In the event of an 80% ownership transfer in NCELL, the holdings of NCELL remained unchanged. However, there was a shift in the ownership of Reynolds Holdings, transitioning from Telesonera to Axiata. This constituted an indirect transfer of NCELL's ownership. Reynolds Holdings, merely a paper company situated in the tax haven, British Virgin Islands, Nevis facilitated the share transfer outside Nepal. Consequently, the transfer involved a company located outside Nepal, and at that time, Nepal lacked sufficient legal provisions to address such issues of indirect transfer of ownership.

Legal Provision as per Income Tax Act, 2058 and Double Tax Avoidance Agreement with Norway

·       As per Section 35 (a), IRD may re-characterize any arrangement or any part of such arrangement made or attempted to be made as a part of a tax avoidance scheme.

 ·       As per Section 67 (4), If a property located in Nepal or a liability to be borne in Nepal is involved, the source of profit or loss resulting from the disposal of the property or liability will be considered to have originated in Nepal.

 ·       As per Section 95Ka (2), Any gain on disposal of interest in resident entity shall be taxed at the rate of 25% if transfer is made by non- resident entity.

 ·       As per Article 13 of the Double Tax Avoidance Agreement signed between Nepal and Norway, Gains derived by a resident of Contracting State from disposal of shares shall be taxable only in the contracting state of the resident entity.

·       As per Section 73 (5) An entity shall not be entitled to enjoy tax exemption or tax deduction facility as per DTAA, in case 50% or more portion of the vested ownership of that entity is owned by natural persons or by the entities in which any natural person has no interest and, for purposes of the agreement, the persons or entities are residents of both Nepal and of the other country party to the agreement.

 

Key Court Decision and Interpretation

 ·       As Telesonera is a paper company without any employee and office, located in tax heaven island, the considered as an attempt made for tax avoidance.

·       More than 50% of underlying ownership of Telesonera (Norway) is held by Telesonaria AB (Sweden), the transaction cannot avail DTAA benefit as per Section 73 (5) of the Income Tax Act, 2058.

·        On levying capital gain tax on buyer, Supreme court emphasize that buyer should first inquire about the liabilities (due diligence) of the seller before any purchase. Hence, tax shall be levied on other party of the transaction (buyer, Axiata) since seller Telesonera had already escaped.

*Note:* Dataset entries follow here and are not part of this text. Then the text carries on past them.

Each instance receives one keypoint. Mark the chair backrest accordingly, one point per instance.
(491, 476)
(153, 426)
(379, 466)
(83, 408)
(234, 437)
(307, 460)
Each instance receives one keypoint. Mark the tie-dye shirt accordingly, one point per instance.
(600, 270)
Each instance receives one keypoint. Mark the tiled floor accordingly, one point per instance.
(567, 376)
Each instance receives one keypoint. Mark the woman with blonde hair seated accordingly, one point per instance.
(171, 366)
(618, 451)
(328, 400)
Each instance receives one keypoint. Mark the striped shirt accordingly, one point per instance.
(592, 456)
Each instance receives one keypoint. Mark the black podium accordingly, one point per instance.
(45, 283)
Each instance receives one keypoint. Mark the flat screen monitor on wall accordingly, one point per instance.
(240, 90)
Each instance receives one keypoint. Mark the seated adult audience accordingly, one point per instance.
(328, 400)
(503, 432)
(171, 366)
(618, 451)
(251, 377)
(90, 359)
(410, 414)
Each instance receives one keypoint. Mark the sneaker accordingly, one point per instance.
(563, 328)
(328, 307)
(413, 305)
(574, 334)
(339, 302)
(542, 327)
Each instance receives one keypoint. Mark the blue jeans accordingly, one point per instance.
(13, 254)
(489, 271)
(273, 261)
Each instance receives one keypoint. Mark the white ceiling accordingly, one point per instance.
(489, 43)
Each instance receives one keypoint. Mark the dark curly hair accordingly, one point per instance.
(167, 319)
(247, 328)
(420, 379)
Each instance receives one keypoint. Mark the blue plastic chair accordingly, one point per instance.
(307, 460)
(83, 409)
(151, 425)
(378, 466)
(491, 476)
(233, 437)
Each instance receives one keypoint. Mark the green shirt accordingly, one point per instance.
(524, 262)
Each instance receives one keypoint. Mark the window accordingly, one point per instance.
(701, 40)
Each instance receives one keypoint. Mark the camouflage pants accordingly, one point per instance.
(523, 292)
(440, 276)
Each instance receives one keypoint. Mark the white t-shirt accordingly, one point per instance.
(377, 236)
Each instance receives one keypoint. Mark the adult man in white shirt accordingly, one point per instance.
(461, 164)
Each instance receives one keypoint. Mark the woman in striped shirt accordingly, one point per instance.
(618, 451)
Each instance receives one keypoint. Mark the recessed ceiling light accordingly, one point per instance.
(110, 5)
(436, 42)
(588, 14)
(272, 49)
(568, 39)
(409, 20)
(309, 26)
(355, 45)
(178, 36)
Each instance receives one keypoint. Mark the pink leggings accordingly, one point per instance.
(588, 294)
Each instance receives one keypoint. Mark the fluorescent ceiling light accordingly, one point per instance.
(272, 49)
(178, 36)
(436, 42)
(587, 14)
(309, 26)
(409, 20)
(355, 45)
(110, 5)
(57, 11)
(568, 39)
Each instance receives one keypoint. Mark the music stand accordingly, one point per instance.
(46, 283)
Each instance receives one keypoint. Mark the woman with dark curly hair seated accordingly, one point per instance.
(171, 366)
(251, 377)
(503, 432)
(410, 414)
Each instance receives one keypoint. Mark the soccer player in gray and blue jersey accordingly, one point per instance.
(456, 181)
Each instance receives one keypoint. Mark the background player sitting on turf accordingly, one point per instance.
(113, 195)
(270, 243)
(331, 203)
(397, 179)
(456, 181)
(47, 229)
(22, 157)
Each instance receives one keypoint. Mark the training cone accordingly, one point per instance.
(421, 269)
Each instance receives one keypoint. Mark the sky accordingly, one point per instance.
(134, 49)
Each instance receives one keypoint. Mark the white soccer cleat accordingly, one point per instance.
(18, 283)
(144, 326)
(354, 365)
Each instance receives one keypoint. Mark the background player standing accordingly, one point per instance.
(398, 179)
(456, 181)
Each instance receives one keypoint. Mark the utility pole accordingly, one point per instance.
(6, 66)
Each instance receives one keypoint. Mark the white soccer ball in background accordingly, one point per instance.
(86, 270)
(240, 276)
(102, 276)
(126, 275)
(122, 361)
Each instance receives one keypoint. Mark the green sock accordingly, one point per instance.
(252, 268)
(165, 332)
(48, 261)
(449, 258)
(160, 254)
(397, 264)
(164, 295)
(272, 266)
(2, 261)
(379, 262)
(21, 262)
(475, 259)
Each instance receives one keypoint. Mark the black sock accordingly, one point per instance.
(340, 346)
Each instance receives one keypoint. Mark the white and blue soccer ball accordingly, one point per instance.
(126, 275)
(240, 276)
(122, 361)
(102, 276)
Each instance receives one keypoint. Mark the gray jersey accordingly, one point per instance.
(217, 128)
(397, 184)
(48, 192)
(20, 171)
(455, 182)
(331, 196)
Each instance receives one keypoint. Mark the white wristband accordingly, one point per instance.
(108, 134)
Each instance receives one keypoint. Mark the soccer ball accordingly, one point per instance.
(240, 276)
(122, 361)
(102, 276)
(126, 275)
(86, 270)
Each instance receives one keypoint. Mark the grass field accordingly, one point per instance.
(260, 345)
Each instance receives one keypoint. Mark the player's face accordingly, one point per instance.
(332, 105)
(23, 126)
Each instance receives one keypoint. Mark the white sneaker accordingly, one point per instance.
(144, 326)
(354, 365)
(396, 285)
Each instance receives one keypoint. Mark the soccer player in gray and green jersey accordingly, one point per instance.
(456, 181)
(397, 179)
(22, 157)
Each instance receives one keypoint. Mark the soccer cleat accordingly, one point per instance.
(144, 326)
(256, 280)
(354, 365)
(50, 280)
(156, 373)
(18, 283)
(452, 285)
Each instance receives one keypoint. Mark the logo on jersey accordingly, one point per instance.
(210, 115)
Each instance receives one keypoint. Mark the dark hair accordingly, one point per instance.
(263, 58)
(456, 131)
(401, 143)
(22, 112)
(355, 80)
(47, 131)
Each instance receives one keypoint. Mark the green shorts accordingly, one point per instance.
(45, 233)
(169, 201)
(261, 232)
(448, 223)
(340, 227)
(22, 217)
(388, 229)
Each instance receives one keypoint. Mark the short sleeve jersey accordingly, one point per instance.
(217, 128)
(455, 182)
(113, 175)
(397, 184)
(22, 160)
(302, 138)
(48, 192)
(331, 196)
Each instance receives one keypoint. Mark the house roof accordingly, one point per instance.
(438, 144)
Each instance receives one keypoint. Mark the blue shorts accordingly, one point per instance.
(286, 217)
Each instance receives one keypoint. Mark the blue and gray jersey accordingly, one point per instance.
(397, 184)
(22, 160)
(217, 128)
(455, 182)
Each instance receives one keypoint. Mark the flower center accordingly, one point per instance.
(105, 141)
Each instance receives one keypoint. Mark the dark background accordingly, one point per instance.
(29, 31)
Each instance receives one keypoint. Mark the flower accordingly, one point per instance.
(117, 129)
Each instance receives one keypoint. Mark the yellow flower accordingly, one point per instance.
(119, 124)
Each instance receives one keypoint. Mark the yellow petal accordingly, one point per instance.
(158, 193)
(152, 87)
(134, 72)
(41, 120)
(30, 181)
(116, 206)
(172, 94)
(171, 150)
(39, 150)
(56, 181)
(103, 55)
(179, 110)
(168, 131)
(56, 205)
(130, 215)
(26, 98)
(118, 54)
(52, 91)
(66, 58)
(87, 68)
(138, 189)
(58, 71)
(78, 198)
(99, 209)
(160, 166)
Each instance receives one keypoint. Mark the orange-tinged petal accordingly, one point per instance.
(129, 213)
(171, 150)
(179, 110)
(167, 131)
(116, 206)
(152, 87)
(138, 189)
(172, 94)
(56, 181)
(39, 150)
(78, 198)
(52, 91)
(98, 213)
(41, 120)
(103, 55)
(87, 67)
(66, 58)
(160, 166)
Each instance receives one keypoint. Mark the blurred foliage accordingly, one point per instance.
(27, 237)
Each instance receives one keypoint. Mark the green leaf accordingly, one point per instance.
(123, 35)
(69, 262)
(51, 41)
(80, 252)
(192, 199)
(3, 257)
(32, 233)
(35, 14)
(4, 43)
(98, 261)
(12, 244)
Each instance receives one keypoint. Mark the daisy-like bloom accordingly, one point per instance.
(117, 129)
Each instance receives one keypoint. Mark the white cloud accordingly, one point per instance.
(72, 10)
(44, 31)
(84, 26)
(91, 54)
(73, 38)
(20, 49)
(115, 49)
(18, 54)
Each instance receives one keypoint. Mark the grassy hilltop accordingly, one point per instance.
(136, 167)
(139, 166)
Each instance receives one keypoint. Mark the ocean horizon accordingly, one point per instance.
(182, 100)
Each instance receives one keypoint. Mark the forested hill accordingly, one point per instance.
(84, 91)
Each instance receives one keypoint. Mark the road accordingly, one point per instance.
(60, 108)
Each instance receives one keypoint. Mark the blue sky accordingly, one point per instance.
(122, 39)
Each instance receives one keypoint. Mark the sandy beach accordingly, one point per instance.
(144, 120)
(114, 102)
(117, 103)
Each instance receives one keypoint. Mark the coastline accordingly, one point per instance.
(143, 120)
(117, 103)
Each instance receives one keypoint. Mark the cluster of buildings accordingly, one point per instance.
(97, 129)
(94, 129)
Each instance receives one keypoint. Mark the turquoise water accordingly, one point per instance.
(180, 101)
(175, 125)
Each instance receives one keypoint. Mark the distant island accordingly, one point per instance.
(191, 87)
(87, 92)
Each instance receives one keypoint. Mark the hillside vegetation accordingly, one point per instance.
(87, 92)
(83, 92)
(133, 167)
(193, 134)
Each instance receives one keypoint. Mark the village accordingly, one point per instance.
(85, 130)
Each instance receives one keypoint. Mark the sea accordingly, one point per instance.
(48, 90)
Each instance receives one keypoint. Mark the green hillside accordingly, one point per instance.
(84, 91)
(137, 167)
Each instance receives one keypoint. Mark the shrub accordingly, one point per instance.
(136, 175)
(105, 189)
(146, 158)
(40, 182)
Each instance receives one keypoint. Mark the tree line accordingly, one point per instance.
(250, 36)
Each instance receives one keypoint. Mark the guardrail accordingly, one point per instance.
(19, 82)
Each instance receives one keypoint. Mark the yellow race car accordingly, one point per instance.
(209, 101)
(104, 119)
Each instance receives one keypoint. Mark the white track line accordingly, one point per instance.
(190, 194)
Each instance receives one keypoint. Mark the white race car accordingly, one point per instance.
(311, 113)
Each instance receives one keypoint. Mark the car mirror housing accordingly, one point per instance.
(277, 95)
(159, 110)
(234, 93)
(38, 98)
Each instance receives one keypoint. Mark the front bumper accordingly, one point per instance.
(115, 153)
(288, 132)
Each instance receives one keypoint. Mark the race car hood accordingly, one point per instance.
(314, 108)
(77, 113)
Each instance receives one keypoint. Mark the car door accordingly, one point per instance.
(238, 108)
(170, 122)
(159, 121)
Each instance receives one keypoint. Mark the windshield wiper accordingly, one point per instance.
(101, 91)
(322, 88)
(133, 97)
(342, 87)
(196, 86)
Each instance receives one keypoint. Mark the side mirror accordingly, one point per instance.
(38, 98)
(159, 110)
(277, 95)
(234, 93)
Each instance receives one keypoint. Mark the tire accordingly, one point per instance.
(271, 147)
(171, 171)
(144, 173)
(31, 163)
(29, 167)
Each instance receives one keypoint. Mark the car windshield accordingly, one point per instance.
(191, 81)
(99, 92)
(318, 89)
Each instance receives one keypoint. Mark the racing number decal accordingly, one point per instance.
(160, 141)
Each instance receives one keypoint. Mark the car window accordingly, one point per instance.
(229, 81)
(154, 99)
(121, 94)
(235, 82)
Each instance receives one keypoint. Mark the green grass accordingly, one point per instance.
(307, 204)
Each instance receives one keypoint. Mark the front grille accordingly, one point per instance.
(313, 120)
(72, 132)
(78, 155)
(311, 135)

Based on the decision and interpretation of supreme court, Large Taxpayers Office (LTO) determined combined tax liability of NCELL, along with Axiata at R.s 62.63 billion and ordered to settle remaining tax liability of 39.06 billion (after deducting previously paid tax) within a week. After the decision, Axiata (UK) filed an application to ICSID (International Centre for Settlement of Investment Disputes) claiming that the country’s policy of levying capital gain tax is not in accordance with the Bilateral Investment Treaty between Nepal and UK. ICSID issued an order in favor of government of Nepal stating that tax levied by government is based on valid and reasonable ground.